Arnulfo Maldonado's set feels surprisingly cramped for an apartment with no chairs or tables, helping to convey Taroon's cabin fever. A flatscreen TV and a large air conditioner speak to the relative privilege of this family. Through the veiled windows of the apartment, Jen Schriever and Alex Fetchko capture the retreating daylight and growing dread of night.

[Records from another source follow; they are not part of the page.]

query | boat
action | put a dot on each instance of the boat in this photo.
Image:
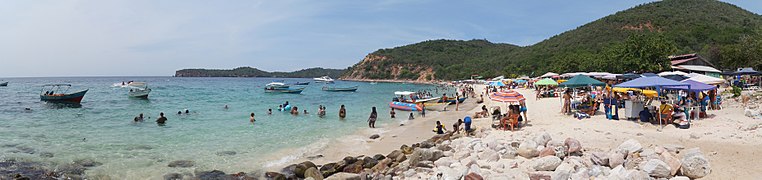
(324, 79)
(452, 101)
(139, 90)
(284, 90)
(276, 85)
(58, 93)
(340, 89)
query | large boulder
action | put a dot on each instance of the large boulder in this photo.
(630, 146)
(313, 173)
(695, 165)
(572, 145)
(547, 163)
(656, 168)
(528, 149)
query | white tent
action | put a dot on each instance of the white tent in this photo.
(549, 74)
(705, 79)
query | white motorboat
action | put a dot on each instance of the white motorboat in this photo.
(139, 90)
(325, 79)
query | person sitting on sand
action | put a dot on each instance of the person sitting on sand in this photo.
(342, 112)
(161, 120)
(139, 118)
(439, 129)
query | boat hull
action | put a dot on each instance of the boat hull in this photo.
(405, 106)
(69, 98)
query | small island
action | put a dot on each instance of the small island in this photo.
(254, 72)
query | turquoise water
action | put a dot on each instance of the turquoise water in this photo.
(102, 128)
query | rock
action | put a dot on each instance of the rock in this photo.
(275, 176)
(214, 174)
(672, 162)
(695, 165)
(528, 149)
(489, 155)
(630, 146)
(344, 176)
(656, 168)
(548, 151)
(226, 153)
(572, 145)
(615, 159)
(473, 176)
(354, 167)
(173, 176)
(547, 163)
(600, 158)
(330, 169)
(181, 163)
(375, 136)
(313, 173)
(542, 138)
(562, 172)
(92, 163)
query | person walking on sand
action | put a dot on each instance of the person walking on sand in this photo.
(372, 118)
(342, 112)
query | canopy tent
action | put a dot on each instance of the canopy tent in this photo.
(549, 74)
(695, 86)
(546, 82)
(705, 79)
(496, 83)
(581, 81)
(746, 71)
(507, 96)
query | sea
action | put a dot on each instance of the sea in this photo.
(101, 128)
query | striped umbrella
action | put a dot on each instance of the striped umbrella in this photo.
(507, 96)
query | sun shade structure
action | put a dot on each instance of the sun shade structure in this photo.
(507, 96)
(695, 86)
(546, 82)
(581, 81)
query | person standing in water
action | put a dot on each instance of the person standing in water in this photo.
(161, 120)
(372, 118)
(342, 112)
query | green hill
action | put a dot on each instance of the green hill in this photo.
(637, 39)
(254, 72)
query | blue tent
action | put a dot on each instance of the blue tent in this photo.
(695, 86)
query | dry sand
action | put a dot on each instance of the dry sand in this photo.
(731, 149)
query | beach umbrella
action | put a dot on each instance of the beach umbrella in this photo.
(581, 81)
(507, 96)
(546, 82)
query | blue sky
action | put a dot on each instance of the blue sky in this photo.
(147, 38)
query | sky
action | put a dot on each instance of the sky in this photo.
(44, 38)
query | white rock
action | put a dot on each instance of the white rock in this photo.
(656, 168)
(547, 163)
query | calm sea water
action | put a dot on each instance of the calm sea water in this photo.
(102, 128)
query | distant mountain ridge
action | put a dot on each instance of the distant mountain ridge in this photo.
(254, 72)
(636, 39)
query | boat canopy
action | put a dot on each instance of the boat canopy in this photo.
(404, 93)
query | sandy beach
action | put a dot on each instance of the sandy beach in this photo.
(727, 138)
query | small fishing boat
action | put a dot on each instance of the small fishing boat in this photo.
(452, 101)
(139, 90)
(58, 93)
(285, 90)
(324, 79)
(340, 89)
(276, 85)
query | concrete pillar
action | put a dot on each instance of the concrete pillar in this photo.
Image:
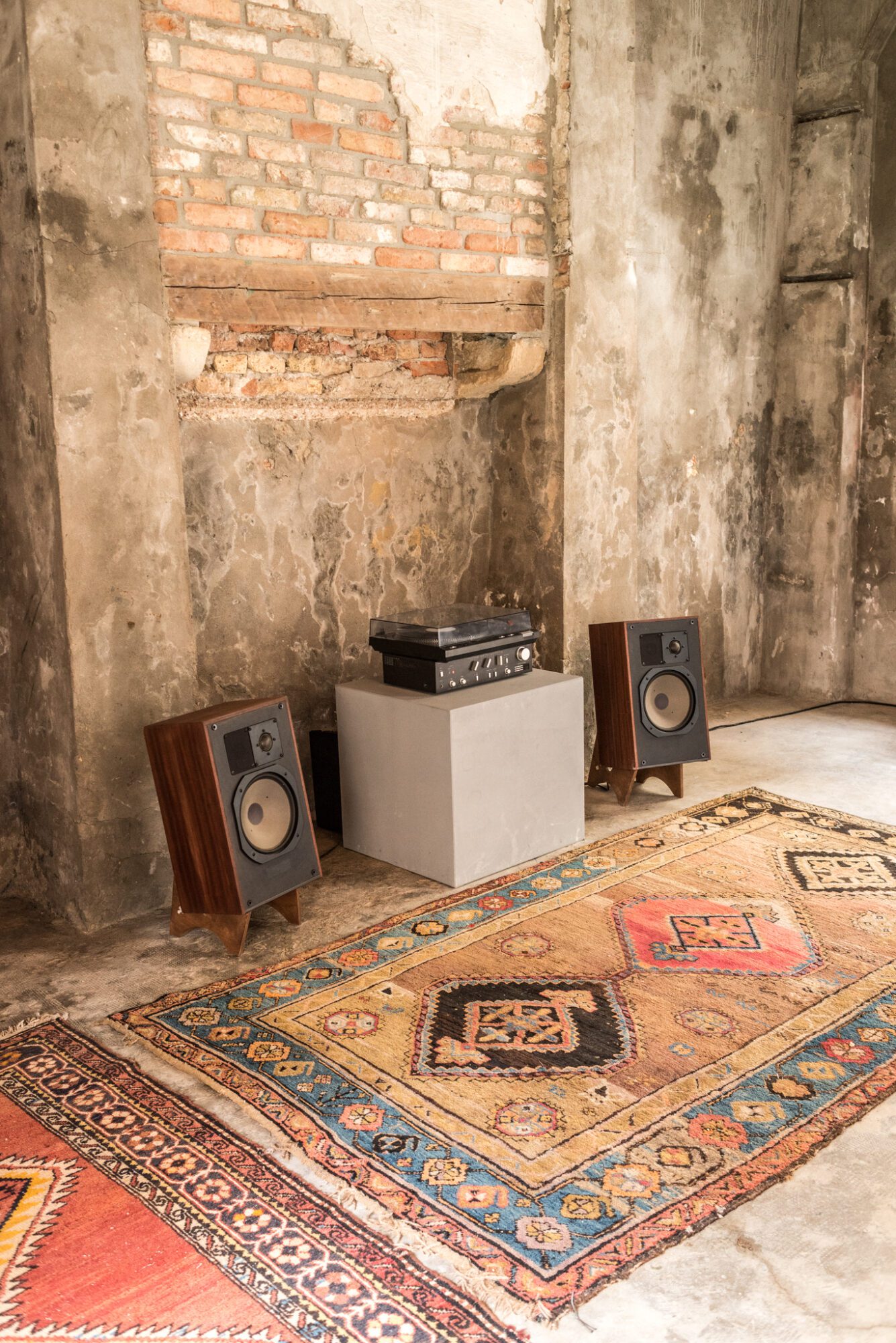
(130, 645)
(600, 422)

Montana Levi Blanco's authentic costumes place these characters firmly in Kabul, as does Lee Kinney's extraordinarily well-calibrated sound design: A crying baby down the hall, the call to prayer from a neighborhood mosque, and the sound of a passing truck all contribute to a tense staging that keeps us on edge.

Mattico David and Marjan Neshat star in Sylvia Khoury's Selling Kabul, directed by Tyne Rafaeli, at Playwrights Horizons.
Mattico David and Marjan Neshat star in Sylvia Khoury's Selling Kabul, directed by Tyne Rafaeli, at Playwrights Horizons.
(© Joan Marcus)

If Khoury can be faulted for anything, it is in the vaults of plausibility she undertakes in presenting the mounting stakes of her drama: Are we really to believe that in a little apartment with paper-thin walls, Taroon cannot hear Afiya and Jawid arguing about what to do with him?

But if you can take those leaps with her (this top-notch production makes it more than possible), you will discover the gut-punch power of this play. Like Sophie's Choice, Selling Kabul asks us to imagine how we might salvage some semblance of dignity (and maybe even happiness) out of an impossible situation. Considering how horrible Americans have been to one another during Covid (a threat that doesn't approach the lethality of being targeted by a terrorist militia), the prognosis doesn't look good.